Après Tripoli, M. Erbakan s'est rendu au Nigeria, autre pays estimé "peu fréquentable" par les Occidentaux et il s'apprête à recevoir ce week-end au congrès de son parti une brochette de dirigeants islamistes, dont le Soudanais Tourabi. Les média turcs mènent une intense campagne contre "ce Premier ministre qui chamboule la politique extérieure du pays et nuit gravement à l'image de la Turquie". Les partis de l'opposition (CHP, DSP, ANAP) se sont entendus sur une motion de censure pour renverser ce gouvernement coupable à leurs yeux "catastrophe diplomatique". Plusieurs députés du DYP de Mme. Çiller ont déclaré qu'ils allaient voter cette motion, qui sera soumise au vote le 16 octobre prochain. Le 8 octobre, pour la troisième fois en une semaine, Mme. Çiller a été reçue par le chef d'état-major des armées. Ce "briefing" auquel deux autres généraux ont assisté a duré 3, 5 heures. L'armée a démenti les rumeurs du coup d'État mais les jours du cabinet Çiller-Erbakan semblent désormais comptés.

LE PRÉSIDENT TURC DEMIREL, EN VISITE EN ITALIE, TRÈS CRITIQUÉ SUR LA POLITIQUE KURDE DE SON PAYS


Lors de sa visite en Italie, les 8 et 9 octobre, le président turc S. Demirel a été critiqué pour la politique répressive de son pays envers les Kurdes. Dans un communiqué, le vice-Premier ministre italien, Walter Veltroni, a exprimé "ses préoccupations sur la situation des droits de l'homme qui inquiète et émeut l'opinion publique et le Parlement en Italie". Il a ajouté "Rome est convaincu qu'une bonne volonté et une vision à long terme des parties concernées rendront possibles les définitions des solutions équitables respectant les droits de tous quelles que soient les controverses". Et de conclure "Appartenir à la famille européenne veut dire avant tout partager l'héritage civil, moral et politique des valeurs européennes". De son côté, le ministre italien des Affaires étrangères a demandé la reconnaissance d'une large autonomie pour les Kurdes en Turquie. Tout ce que S. Demirel a trouvé à dire en réponse aux préoccupations de ses hôtes est que: " des groupes de pressions en Europe travaillent contre la Turquie qui est un pays démocratique unitaire, sans danger, libéral et libre".

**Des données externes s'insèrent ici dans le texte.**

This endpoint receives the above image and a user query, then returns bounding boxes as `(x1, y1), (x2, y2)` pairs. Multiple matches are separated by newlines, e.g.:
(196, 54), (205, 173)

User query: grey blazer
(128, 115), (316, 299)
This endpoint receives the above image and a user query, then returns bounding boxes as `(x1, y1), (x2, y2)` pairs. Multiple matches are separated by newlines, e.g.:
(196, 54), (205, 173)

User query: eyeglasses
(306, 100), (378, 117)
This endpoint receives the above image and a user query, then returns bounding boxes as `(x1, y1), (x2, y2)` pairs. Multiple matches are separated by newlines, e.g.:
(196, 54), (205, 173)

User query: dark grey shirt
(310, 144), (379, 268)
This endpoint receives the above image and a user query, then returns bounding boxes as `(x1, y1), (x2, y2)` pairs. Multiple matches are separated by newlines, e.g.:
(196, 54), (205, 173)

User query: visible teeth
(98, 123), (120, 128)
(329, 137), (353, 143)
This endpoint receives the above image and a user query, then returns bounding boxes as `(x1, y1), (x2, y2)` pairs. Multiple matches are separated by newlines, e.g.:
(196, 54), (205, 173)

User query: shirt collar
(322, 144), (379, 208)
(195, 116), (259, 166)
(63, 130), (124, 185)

Pendant que le président turc présentait la Turquie comme une oasis de paix, les forces armées turques, ayant fait une incursion au Kurdistan d'Irak, annonçaient le bilan des victimes des affrontement avec les maquisards du PKK de la seule journée du mardi 8 octobre: 64 militants du PKK et 11 soldats tués. Ces affrontements qui continuent depuis le 5 octobre auraient en 4 jours fait enivrons 300 victimes des deux côtés selon l'agence semie-officielle Anatolie.